Around ten senior researchers work within the field of aquatic ecotoxicology, divided between a couple of larger research groups.
What is ecotoxicology?
Ecotoxicology is the science about those structures, processes and interactions that explain how toxic compounds affect ecosystems. Ecotoxicology involves both fate and effects of contaminants and can be practiced at all levels of biological organisation (e.g. enzyme, cell, individual, population, community).
Ecotoxicology includes both fundamental and applied science. It has an interdisciplinary character rooted in biology, chemistry, toxicology, statistics but also strong connections to social sciences.
Modern society depend on the use of chemicals and never before has the usage of chemicals been larger than today. Hundred thousand of chemicals are used for myriads of commercial purposes around the globe. Eventually, many of these end up in aquatic systems that serves as sinks for complex mixtures of chemicals.
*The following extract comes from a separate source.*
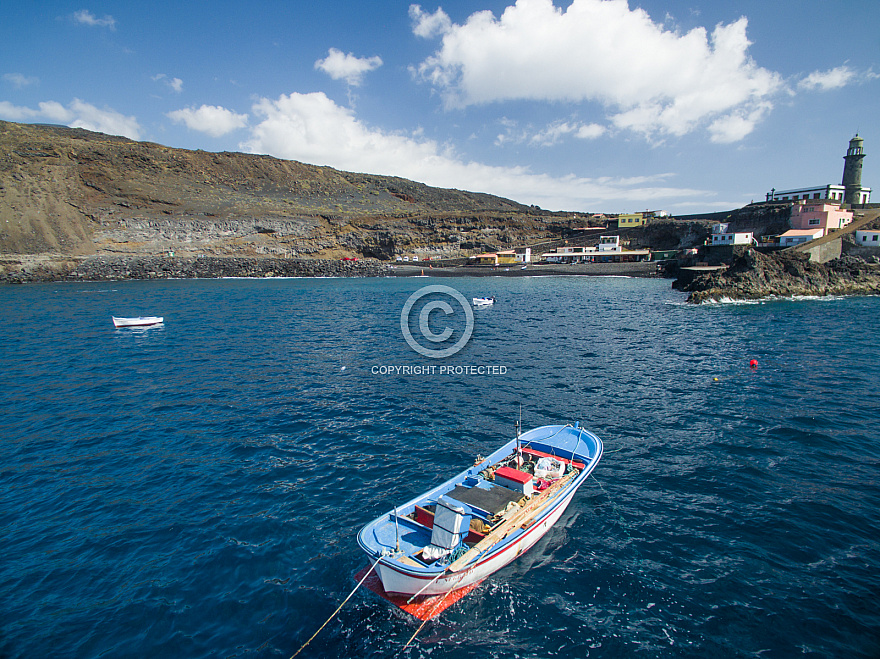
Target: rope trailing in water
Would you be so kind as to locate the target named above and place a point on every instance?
(337, 610)
(433, 611)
Ecotoxicology provides strategies and tools for assessing the toxicity of chemicals and chemical products, and for detecting effects in the ecosystems caused by pollutants.
What are we studying?
Ecotoxicological studies range from the biochemical mechanisms of toxicity of individual toxicants to the combined effects on populations and communities caused by the chemical cocktails present in the ecosystems. Much of our research is focused on different types of aquatic organisms and ecosystems, marine as well as limnic.
Recent areas of development in ecotoxicology are towards cellular in vitro testing and ecotoxicogenomics, and towards ecological realism recognizing the full chemical and biological complexity of pollution situations. This development is in concordance with the regulatory changes in EU with the ongoing implementation of REACH regulation, the Water Framework Directive and other management incentives in Europe and globally such as SAICM (Strategic Approach to International Chemicals Management).